Yep, your updates are good, and in keeping with the opening sentences of 
my reply:
> There are probably going to be a large number of replies based on 
everyone's own personal experiences. 

Then add to more to item 2d. (if your pockets are deep enough):
"Ship either duplicate tapes, or the two most recent day's worth BY 
SEPARATE PLANES and SEPARATE TRUCK."

We used to ship the two most recent day's worth BY SEPARATE PLANES.  If 
one shipment was delayed (or a tape was bad), we could test with the other 
day of tapes. 

Then we heard of case where all the tapes from both planes ended up on the 
same truck for a DR test and that truck went off a bridge, destroying some 
tapes and delaying the rest beyond the D.R. test window. 

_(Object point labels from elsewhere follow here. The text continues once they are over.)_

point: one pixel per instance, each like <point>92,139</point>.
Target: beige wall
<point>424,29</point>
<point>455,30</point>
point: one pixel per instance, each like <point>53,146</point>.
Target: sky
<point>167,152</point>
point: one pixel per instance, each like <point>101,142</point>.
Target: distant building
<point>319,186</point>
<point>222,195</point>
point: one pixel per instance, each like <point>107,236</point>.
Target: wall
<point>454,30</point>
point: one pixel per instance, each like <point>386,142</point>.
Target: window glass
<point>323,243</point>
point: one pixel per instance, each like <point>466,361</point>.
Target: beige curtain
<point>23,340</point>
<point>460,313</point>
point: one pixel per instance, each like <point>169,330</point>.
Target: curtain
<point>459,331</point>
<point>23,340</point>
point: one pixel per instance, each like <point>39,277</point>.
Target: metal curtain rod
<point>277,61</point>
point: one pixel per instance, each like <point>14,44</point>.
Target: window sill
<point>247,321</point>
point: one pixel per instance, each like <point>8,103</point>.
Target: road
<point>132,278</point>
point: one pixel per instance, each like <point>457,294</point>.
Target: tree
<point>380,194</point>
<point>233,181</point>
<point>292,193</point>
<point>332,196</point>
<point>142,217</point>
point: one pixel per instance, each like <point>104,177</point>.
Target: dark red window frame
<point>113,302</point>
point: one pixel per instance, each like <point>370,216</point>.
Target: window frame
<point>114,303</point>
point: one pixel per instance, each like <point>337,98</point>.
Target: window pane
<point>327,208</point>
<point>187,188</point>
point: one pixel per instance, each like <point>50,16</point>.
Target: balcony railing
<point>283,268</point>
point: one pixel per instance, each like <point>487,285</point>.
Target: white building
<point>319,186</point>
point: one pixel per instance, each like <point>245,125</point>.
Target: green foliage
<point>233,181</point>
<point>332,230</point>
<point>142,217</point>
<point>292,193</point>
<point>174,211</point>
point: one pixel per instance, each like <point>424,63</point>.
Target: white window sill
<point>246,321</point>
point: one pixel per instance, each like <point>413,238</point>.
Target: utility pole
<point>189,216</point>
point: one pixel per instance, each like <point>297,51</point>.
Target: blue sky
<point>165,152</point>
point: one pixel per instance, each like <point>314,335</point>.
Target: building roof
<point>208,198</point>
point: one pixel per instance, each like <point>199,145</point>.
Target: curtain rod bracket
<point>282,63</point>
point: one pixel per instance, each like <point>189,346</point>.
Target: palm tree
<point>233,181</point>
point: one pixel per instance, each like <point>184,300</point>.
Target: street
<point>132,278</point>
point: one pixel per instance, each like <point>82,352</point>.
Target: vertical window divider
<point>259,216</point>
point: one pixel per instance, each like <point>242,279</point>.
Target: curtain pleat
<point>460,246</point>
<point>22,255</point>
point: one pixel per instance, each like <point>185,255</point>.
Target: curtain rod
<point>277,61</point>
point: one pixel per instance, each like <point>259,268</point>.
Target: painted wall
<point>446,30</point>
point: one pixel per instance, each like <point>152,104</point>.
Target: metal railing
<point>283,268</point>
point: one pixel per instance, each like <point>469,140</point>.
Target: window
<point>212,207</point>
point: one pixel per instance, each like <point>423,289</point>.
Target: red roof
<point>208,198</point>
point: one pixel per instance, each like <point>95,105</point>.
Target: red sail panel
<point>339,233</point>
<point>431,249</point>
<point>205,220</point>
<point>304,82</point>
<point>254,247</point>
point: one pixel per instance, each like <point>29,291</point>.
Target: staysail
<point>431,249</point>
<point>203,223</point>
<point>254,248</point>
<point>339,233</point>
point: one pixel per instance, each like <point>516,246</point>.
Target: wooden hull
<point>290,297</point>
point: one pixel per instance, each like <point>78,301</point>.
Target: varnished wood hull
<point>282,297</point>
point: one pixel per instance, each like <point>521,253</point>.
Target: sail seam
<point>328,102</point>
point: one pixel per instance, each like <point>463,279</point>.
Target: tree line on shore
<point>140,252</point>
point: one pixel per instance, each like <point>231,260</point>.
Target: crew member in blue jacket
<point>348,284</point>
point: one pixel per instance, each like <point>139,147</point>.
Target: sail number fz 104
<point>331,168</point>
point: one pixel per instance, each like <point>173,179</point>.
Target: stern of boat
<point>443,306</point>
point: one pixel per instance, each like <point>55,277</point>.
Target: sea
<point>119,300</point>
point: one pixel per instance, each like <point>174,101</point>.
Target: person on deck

After that there was a rumor (unsubstantiated) of two truck drivers at the 
delivery airport having their tapes loaded at the same time.  They loading 
was complete at the same time.  They competed to see who could get the 
tapes to the D.R. site first, running into each other during the spirited 
race from the airport.  I never heard more details and suspect a techie 
folktale, but even if it's not true it's good to at least consider.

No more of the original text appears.